Другое пристанище, если можно так выразиться, нашел я в уютном доме почтенной старушки, матери нашего известного часовщика Юргенсена. Она обладала светлым умом и была очень образована, но всецело принадлежала прошлому, жила одними воспоминаниями. В доме ее отца часто бывал Гольберг, а у нее самой — Вессель. Любимым ее чтением были трагедии Корнеля и Расина, она часто беседовала со мной о них, и нелегко было увлечь ее произведениями новой романтической школы. Она, впрочем, внимательно слушала мои первые стихотворения и трагедию «Лесная часовня» , и даже сказала однажды самым серьезным тоном: «Вы — поэт, может быть, второй Эленшлегер. Пройдет лет десять — меня уже не будет на свете, — вспомните тогда мои слова!» Я помню, что слезы так и брызнули у меня из глаз, слова ее прозвучали для меня торжественным пророчеством, но все-таки я был далек от того, чтобы поверить в него. Нет, я прямо считал невозможным, чтобы из меня вышел настоящий, признанный поэт, а уж тем более такой, которого бы можно было сравнивать с Эленшлегером.

«Вам бы надо поступить в университет! — прибавила старушка. — Да, в Рим ведет много дорог! И вы, наверное, доберетесь туда своею».

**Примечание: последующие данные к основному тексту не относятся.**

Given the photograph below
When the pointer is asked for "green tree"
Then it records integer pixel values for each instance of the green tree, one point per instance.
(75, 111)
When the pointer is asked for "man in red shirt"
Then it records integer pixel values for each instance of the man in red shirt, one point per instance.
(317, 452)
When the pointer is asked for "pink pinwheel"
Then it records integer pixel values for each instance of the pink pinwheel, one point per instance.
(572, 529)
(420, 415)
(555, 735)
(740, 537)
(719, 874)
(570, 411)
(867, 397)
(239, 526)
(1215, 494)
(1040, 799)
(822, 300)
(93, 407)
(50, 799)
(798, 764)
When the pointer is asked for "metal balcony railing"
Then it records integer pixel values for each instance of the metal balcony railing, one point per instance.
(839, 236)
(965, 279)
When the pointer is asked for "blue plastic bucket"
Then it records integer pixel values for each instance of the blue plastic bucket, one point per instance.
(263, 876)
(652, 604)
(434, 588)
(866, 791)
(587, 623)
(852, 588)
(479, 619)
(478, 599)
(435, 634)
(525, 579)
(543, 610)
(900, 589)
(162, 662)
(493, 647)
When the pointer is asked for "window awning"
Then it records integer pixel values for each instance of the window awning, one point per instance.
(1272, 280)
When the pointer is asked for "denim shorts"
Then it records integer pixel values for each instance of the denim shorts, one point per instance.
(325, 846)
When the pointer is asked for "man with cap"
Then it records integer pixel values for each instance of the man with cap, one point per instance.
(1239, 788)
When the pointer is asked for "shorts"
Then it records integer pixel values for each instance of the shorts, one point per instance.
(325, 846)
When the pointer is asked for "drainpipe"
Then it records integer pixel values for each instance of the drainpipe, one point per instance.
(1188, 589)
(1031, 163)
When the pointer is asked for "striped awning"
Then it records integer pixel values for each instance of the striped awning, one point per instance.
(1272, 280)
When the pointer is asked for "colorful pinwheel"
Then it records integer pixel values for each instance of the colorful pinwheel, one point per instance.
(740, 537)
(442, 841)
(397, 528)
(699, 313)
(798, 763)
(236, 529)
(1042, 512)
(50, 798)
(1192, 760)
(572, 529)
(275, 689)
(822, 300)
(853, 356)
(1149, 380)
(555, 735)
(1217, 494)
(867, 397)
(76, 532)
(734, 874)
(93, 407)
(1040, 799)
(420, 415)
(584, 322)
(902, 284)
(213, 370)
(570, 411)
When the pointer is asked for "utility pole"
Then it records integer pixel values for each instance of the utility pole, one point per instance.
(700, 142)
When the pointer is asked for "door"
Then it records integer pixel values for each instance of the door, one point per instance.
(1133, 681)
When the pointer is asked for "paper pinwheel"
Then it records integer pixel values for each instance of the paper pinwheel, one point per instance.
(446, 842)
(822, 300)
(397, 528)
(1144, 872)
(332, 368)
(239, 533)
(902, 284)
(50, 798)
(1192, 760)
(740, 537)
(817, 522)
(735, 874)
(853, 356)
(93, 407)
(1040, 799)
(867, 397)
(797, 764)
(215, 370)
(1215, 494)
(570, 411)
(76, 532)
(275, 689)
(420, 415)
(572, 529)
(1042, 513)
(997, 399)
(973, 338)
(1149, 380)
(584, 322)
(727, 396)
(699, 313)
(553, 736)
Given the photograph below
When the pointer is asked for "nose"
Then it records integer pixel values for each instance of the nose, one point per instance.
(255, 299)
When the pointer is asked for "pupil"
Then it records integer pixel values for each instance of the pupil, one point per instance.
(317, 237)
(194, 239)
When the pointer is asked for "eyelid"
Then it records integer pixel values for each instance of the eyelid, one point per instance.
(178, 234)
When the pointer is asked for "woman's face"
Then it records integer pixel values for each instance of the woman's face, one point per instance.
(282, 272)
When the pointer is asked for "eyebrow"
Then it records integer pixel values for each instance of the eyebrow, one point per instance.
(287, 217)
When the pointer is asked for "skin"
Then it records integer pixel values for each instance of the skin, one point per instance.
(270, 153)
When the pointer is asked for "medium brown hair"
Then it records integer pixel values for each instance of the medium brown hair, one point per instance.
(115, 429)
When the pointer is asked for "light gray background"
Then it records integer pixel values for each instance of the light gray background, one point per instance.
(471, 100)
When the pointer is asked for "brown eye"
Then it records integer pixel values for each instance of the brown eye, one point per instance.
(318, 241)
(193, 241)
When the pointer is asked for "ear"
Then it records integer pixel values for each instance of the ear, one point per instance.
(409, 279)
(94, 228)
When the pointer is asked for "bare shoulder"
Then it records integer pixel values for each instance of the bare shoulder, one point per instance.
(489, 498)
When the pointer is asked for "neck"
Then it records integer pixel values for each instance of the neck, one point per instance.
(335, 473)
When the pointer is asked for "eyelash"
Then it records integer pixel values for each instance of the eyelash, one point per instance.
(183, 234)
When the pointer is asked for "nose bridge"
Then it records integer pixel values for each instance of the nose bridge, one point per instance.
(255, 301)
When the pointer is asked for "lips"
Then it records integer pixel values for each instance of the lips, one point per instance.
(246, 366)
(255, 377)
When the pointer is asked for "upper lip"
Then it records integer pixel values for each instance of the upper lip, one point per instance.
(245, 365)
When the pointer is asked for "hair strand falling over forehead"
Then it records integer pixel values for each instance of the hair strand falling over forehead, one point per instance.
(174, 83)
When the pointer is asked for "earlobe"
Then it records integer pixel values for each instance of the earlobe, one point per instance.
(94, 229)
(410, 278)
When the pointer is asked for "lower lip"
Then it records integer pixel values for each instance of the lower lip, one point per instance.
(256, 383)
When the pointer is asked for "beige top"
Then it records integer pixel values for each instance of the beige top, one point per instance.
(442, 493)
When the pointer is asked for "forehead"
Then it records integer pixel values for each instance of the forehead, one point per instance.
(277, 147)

«Вам бы надо поступить в университет!» Да, мне часто повторяли это, разъясняя, насколько это для меня важно, даже необходимо, находились и такие люди, которые прямо упрекали меня за то, что я не готовлюсь к поступлению в университет, говорили, что это долг мой, и прибавляли, что иначе из меня ничего не выйдет. Но, конечно, мне приятнее было болтаться без дела! Они говорили все это вполне серьезно, а между тем помочь мне никто из них и не думал. Положение мое было в сущности бедственное, я едва перебивался. Тогда я решил написать трагедию, представить ее в дирекцию королевского театра и, обеспечив себя полученным за нее гонораром, начать готовиться к университету. Еще в то время когда я ходил к Гульбергу, я написал трагедию в белых стихах «Лесная часовня», заимствовав сюжет для нее из немецкого рассказа того же названия. Гульберг смотрел на нее, как на простое ученическое упражнение, и положительно запретил мне представлять ее в дирекцию. Пришлось написать новую трагедию. Никто не должен был узнать имени автора. Сюжет я придумал сам, и вышла народная трагедия под названием «Разбойники в Виссенберге»  . Я написал ее в две недели и переписал набело, но орфография хромала чуть не в каждом слове — никто ведь не помогал мне. Пьеса была отправлена в дирекцию без имени автора, но я все-таки посвятил в свою тайну одно лицо, девицу Тёндер-Лунд, молодую аристократку, которая в Оденсе одновременно со мной готовилась к конфирмации и одна из всех относилась ко мне тогда сочувственно. Я разыскал ее в Копенгагене, она с участием говорила обо мне в семье Кольбьёрнсена, и одно знакомство повело к другому. Она заказала копию с моей рукописи — моя была неразборчива, да и нельзя же было допустить, чтобы меня узнали по почерку, — и трагедия была отправлена по назначению.